Реакция Якова Савельевича на известие о том, что младшая его дочь выбрала себе мужа, не спросившись у отца и матери, была очень резкой — но все же не такой, как опасались.
Он, разумеется, обрушился на своих женщин с упреками и бранью. Конечно, заочно проклял меня — злого врага, разрушившего вековечные порядки в добропорядочной семье. Естественно, заявил, что видеть меня не хочет. И напоследок пригрозил, что больше никогда его нога не переступит порога квартиры, в которой совершилось это возмутительное преступление, — и несколько месяцев строго выполнял этот наложенный на себя запрет.
Однако гнев не помешал ему вынуть из кармана алименты и аккуратно положить (не бросить!) на стол обычные пятьдесят рублей. Правда, он поклялся, что теперь будет отсылать их по почте. Но время шло, обет не посещать изменническую квартиру был скорректирован: Яков Савельевич не появлялся у жены и дочери только тогда, когда дома был я. Он увиливал от встречи около года — а потом все-таки захотел посмотреть на своего зятя.
— В твоем отце борются национальная ограниченность и общечеловеческое мужское начало, — сказал я Фире. — С первой все ясно. А его мужскую суть вы с мамой недооценили. Настоящий мужчина не сможет пренебречь помощью своей женщине (пусть даже оставленной), тем более детям — уже из одного чувства собственного мужского превосходства.
Фира, кстати, всегда сомневалась в существовании подобного, гендерно обусловленного, перевеса — что ж, ее отец сумел доказать, что это не пустые слова.

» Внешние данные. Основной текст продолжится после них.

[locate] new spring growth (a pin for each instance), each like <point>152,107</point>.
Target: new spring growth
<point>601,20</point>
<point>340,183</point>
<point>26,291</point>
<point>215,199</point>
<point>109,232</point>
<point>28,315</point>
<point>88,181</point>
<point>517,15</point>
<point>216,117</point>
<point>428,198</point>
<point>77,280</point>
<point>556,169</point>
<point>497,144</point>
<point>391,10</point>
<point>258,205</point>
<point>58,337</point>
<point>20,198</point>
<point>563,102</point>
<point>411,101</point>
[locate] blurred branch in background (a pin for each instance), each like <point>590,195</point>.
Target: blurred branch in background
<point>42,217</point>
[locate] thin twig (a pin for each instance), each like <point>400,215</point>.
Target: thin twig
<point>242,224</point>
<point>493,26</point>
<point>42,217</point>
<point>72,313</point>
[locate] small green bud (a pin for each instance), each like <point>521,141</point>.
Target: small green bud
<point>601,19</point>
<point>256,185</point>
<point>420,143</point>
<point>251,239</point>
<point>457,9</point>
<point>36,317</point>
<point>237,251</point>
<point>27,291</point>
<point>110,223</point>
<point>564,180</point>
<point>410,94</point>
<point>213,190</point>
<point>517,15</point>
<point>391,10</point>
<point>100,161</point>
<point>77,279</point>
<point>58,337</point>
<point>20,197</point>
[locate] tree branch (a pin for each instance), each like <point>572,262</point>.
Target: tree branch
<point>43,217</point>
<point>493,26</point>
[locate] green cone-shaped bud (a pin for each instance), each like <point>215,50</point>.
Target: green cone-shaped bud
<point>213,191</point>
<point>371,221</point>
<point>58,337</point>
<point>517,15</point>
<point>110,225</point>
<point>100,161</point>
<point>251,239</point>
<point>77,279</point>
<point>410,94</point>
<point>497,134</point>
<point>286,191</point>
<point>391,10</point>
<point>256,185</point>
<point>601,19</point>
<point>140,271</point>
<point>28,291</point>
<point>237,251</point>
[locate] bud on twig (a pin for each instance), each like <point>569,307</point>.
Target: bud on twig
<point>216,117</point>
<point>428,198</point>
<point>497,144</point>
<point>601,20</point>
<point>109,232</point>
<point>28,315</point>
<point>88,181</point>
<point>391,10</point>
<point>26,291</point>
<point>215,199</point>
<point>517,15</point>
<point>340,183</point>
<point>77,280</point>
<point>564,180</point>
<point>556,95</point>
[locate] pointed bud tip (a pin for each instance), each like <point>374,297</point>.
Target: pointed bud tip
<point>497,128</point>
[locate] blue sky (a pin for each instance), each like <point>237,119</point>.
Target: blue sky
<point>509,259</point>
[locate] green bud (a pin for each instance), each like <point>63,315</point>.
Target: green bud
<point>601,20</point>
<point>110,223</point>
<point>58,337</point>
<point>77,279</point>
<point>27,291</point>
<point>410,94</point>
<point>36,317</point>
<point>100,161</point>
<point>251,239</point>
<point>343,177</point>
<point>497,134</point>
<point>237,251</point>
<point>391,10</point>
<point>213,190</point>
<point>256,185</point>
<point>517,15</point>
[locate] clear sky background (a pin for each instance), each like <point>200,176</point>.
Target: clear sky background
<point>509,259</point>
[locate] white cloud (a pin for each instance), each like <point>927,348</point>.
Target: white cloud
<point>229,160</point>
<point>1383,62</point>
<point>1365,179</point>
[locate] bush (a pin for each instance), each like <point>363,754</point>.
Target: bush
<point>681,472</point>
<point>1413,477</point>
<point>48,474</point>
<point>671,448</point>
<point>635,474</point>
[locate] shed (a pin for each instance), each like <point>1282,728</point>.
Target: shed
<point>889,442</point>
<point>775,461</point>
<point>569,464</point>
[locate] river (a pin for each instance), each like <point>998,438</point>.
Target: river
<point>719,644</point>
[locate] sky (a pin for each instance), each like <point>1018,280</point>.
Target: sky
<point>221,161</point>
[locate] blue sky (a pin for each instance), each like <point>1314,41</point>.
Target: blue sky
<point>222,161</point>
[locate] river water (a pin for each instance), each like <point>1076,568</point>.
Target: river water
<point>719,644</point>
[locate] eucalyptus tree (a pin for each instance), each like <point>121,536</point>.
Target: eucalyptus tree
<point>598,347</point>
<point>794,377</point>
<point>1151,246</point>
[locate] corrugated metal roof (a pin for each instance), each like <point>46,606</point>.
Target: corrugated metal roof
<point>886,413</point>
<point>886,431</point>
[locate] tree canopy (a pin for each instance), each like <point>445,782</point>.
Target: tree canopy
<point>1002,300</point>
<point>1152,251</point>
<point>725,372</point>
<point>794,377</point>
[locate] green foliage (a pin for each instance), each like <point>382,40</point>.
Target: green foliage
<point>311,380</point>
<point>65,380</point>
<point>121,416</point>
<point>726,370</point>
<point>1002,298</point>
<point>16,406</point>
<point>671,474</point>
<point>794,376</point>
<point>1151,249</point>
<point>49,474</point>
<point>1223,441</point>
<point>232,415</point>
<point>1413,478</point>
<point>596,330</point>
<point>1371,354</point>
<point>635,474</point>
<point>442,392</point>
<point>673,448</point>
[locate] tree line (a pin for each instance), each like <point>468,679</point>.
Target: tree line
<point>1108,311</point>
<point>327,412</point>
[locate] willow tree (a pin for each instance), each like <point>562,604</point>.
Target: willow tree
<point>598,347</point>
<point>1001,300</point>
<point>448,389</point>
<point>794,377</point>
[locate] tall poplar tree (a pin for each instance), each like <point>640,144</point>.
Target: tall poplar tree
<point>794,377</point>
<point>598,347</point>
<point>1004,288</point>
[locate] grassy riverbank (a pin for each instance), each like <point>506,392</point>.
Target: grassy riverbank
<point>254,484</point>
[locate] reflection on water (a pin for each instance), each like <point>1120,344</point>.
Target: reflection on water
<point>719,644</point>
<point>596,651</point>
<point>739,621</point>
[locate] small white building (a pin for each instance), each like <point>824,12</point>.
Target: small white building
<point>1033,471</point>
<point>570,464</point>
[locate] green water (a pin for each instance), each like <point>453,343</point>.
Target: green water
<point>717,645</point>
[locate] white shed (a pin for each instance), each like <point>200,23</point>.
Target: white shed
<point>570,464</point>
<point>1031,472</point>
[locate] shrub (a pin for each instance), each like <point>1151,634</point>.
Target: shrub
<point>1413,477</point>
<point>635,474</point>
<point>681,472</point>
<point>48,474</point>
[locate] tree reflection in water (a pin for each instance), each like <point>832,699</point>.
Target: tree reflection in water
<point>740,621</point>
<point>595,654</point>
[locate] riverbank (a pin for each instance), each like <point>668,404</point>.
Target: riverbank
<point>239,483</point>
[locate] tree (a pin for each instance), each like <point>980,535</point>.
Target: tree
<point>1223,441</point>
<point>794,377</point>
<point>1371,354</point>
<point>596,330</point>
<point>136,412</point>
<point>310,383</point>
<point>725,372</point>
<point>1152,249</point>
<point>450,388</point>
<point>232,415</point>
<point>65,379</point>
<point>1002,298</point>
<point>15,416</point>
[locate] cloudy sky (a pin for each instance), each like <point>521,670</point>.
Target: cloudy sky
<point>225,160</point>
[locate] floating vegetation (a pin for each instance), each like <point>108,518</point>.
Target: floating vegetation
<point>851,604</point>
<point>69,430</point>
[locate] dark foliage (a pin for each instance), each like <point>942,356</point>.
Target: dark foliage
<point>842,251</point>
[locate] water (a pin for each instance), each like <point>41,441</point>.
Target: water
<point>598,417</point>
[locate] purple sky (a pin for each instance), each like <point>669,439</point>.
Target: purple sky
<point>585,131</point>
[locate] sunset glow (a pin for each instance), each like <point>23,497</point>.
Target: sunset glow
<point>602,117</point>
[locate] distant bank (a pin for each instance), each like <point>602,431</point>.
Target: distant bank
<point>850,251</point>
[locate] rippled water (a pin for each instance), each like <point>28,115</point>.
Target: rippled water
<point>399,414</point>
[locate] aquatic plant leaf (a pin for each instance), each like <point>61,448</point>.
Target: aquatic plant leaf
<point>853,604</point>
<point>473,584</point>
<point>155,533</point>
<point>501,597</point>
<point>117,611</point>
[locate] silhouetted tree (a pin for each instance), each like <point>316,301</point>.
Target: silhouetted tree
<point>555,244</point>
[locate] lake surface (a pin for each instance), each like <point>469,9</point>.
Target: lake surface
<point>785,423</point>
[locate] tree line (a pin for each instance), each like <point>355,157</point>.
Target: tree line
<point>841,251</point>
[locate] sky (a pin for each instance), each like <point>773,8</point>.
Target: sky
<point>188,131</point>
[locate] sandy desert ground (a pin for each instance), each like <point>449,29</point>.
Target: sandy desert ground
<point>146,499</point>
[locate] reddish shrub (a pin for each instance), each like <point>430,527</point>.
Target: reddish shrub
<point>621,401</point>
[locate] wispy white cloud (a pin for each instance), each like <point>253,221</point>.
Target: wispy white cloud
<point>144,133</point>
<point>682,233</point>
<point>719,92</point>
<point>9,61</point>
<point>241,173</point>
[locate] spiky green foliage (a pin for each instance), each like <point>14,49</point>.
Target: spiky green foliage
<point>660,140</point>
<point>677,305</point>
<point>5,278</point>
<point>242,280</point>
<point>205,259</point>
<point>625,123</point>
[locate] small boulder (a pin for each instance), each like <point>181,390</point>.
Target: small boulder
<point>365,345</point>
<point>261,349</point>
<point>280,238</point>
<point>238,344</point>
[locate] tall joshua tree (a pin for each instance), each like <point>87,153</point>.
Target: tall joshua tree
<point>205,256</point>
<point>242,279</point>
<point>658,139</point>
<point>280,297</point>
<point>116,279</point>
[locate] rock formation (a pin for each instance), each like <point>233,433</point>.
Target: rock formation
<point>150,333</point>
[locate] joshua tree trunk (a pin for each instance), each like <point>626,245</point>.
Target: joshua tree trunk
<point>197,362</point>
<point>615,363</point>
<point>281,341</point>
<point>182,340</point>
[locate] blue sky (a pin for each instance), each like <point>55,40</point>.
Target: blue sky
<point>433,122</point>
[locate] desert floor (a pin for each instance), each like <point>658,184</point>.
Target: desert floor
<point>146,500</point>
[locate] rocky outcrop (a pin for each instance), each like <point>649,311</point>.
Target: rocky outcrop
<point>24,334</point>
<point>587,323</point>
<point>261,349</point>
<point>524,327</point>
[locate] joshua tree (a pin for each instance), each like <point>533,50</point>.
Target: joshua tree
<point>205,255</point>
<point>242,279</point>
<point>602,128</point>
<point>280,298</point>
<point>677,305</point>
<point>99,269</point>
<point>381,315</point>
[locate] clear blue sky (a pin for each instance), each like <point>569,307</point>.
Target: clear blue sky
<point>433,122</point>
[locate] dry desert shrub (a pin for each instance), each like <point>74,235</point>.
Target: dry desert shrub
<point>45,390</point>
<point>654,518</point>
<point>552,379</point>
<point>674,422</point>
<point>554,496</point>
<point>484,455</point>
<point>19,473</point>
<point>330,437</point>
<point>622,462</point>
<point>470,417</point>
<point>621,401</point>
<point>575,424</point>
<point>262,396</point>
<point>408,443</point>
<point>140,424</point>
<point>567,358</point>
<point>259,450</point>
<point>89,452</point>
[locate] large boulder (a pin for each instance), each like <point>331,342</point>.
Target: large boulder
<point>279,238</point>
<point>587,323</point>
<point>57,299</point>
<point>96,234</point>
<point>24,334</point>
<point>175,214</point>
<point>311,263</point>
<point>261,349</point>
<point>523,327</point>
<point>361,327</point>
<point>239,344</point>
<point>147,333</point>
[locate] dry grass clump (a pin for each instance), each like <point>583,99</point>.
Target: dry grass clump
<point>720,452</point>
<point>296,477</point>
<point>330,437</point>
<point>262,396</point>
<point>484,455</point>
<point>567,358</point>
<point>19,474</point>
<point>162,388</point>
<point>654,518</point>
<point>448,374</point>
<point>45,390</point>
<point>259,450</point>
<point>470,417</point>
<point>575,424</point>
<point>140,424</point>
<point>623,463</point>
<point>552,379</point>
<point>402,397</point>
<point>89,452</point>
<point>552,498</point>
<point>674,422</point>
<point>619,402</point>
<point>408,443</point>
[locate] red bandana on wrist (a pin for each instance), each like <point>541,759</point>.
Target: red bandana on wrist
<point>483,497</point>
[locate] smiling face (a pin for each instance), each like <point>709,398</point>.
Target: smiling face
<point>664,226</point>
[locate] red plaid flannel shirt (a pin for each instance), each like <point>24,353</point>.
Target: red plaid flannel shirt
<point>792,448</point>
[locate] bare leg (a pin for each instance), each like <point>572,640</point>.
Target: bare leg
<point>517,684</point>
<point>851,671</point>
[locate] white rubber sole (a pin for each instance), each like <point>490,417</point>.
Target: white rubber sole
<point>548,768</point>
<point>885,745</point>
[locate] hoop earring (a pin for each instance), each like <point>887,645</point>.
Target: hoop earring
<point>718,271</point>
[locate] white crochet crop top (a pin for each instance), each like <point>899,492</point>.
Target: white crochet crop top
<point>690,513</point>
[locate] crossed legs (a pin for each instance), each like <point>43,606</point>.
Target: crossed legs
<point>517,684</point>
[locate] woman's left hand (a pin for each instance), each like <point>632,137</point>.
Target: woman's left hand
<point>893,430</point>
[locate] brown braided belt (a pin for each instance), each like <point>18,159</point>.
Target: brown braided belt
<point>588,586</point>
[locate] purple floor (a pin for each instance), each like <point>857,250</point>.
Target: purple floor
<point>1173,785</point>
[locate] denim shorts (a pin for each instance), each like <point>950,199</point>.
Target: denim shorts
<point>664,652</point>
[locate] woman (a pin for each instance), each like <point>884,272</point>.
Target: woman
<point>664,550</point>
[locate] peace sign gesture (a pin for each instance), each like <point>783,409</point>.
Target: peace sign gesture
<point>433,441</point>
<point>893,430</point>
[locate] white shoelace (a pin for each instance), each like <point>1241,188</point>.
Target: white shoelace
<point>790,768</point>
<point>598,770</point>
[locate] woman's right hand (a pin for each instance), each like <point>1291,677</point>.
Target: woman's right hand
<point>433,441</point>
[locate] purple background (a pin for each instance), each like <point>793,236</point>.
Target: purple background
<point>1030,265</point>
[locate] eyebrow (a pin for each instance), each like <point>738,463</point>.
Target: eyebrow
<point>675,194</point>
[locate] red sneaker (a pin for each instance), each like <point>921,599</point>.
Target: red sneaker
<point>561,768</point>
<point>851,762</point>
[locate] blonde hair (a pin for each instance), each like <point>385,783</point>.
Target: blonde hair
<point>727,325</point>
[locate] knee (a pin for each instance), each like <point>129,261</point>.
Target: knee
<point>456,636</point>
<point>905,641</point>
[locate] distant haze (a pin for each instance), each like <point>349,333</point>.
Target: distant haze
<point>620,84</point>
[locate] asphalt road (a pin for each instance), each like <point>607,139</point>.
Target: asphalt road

Формально от его помощи отказались — но он продолжал приносить деньги в свою бывшую семью и обижался, если их не брали.
После знакомства мы с ним общались вполне мирно — я не видел с его стороны никаких националистических выбрыков. Возможно, его смягчило мое быстрое восхождение по научной лестнице, а может быть, причина была в том, что я, космополит генетический и идейный, даже внешне мало походил на классического гоя, «русско-кацапа» (недаром впоследствии коминтерновец Вайсфельд искренне предположил во мне некую «прожидь»).
Во время войны Яков Савельевич, еще в цвете сил, на пароходе «Ленин» эвакуировался со второй женой из Москвы в Новороссийск. «Ленин» был потоплен на переходе.